The procedure for fixing this is:
Find the corresponding virtual memory hex address on the left for the stuck log device on the right.
# echo '::spa -v | mdb -k'
...
ffffff0946273d40 HEALTHY - /dev/dsk/c4t5000CCA000342E60d0s0
ffffff0946274380 HEALTHY - /dev/dsk/c7d0s0
- - - cache
ffffff094b069680 HEALTHY - /dev/dsk/c7d0s1
Find the corresponding virtual memory hex address on the left for the field vdev_stat.vs_alloc.

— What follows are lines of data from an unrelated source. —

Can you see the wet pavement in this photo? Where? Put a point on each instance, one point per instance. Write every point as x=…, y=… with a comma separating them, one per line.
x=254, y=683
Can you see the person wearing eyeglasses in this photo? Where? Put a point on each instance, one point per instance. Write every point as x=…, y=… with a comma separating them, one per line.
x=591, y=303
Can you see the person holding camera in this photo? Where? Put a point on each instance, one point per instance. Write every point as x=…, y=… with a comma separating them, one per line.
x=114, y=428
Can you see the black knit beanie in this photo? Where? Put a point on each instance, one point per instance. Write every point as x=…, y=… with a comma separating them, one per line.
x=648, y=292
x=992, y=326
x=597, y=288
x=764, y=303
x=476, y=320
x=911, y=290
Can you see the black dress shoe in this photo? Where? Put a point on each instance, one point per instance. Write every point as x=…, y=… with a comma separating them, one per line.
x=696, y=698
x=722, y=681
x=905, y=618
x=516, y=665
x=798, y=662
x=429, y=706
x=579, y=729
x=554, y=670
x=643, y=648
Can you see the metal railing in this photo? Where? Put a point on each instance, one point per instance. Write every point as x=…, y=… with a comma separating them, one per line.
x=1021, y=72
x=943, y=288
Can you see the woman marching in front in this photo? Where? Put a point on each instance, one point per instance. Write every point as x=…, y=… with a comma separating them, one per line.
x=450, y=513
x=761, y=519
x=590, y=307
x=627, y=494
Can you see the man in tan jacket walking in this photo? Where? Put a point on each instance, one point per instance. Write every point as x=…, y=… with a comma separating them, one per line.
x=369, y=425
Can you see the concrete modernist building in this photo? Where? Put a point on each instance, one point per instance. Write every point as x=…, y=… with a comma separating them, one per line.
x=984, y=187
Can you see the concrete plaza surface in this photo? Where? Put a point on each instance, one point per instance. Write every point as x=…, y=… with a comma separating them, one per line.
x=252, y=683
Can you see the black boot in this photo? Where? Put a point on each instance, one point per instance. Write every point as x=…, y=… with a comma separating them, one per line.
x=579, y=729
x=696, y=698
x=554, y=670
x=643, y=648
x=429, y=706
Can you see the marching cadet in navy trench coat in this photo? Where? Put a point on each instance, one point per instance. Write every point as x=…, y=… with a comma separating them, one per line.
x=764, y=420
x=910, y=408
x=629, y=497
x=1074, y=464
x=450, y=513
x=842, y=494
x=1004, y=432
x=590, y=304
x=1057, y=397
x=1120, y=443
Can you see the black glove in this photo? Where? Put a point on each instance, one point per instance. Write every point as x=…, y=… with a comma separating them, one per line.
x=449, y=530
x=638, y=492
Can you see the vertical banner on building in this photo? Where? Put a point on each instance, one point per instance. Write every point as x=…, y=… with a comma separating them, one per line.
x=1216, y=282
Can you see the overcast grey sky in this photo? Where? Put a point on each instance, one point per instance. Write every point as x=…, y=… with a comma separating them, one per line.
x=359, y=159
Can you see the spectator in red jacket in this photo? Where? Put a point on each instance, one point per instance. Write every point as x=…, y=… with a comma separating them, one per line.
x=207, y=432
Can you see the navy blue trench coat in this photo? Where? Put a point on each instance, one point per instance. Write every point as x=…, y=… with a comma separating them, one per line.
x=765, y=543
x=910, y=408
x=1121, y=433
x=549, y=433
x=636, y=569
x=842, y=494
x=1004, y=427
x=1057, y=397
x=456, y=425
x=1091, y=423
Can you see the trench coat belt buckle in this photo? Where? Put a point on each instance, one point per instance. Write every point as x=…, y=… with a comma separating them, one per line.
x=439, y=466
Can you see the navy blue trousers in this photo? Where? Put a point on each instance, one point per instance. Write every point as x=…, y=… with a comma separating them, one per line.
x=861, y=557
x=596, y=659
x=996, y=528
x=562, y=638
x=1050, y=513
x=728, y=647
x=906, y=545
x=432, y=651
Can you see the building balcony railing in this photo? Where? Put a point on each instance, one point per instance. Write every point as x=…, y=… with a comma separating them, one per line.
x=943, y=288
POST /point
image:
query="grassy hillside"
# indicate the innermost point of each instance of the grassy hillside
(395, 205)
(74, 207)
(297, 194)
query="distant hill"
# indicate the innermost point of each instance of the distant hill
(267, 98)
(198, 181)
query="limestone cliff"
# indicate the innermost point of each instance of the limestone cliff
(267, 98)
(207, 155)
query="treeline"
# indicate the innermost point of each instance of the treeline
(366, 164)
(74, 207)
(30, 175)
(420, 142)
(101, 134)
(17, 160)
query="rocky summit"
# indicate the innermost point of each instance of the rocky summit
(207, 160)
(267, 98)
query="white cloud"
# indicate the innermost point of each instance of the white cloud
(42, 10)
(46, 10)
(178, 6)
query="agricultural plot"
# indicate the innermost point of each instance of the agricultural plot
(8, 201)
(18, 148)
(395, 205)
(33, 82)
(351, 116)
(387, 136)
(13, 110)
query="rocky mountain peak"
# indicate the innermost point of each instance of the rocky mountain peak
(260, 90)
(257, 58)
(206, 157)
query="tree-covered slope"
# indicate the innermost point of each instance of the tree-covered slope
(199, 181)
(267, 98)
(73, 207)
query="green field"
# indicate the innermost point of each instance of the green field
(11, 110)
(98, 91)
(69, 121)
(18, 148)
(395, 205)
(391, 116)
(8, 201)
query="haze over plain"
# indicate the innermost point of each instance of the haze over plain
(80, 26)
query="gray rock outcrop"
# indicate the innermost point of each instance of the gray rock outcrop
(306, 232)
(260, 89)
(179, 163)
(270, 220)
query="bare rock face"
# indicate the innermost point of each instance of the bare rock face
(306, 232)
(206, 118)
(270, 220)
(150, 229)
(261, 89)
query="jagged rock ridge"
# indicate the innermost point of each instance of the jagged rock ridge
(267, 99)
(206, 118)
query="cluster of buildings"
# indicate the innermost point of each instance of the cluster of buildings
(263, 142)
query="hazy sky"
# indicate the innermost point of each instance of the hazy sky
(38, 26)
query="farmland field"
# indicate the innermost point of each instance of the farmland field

# echo 'ffffff0946273d40::print -a vdev_t vdev_stat' | mdb -k
vdev_stat = {
ffffff0946273f70 vdev_stat.vs_timestamp = 0x52bcba2a6c
ffffff0946273f78 vdev_stat.vs_state = 0
ffffff0946273f80 vdev_stat.vs_aux = 0
ffffff0946273f88 vdev_stat.vs_alloc = 0xfffffffffffe0000
ffffff0946273f90 vdev_stat.vs_space = 0x222c000000
ffffff0946273f98 vdev_stat.vs_dspace = 0x222c000000
ffffff0946273fa0 vdev_stat.vs_rsize = 0
ffffff0946273fa8 vdev_stat.vs_ops = [ 0x5, 0x1c, 0x20b, 0, 0, 0x92 ]
ffffff0946273fd8 vdev_stat.vs_bytes = [ 0, 0x12a000, 0x640000, 0, 0, 0 ]
ffffff0946274008 vdev_stat.vs_read_errors = 0
ffffff0946274010 vdev_stat.vs_write_errors = 0
ffffff0946274018 vdev_stat.vs_checksum_errors = 0
ffffff0946274020 vdev_stat.vs_self_healed = 0
ffffff0946274028 vdev_stat.vs_scan_removing = 0x1
ffffff0946274030 vdev_stat.vs_scan_processed = 0
}
Change the value. Depending on the size of the current value, you may need to use /Z0 to zero the field.
# echo 'ffffff0946273f88/Z0' | mdb -kw
0xffffff0946273f88: 0xffffffff00000000 = 0x0
Verify that ‘zpool iostat -v
# zpool iostat -v data
capacity operations bandwidth
pool alloc free read write read write
------------------------- ----- ----- ----- ----- ----- -----
...
c4t5000CCA000342E60d0 - 137G 0 0 0 0
c7d0s0 16.0E 9.94G 0 0 0 0
cache - - - - - -
c7d0s1 64.9G 7.78M 17 59 394K 7.07M
------------------------- ----- ----- ----- ----- ----- -----
# zpool remove data c4t5000CCA000342E60d0
I experienced this problem on NexentaCore 3.1 which shares the same kernel bits with NexentaStor 3.x. Someone apparently filed a bug with Oracle (CR 7000154) but the information is unfortunately locked away behind their paywall. I haven’t looked recently but at the time there wasn’t an Illumos bug filed and it’s still not fixed. Hopefully the above information will help others experiencing this problem, however, please note that I am not responsible for any damage this might do to your data. Please make sure you have things backed up, and be aware that inputting anything to mdb in this manner can cause a kernel panic on a running system!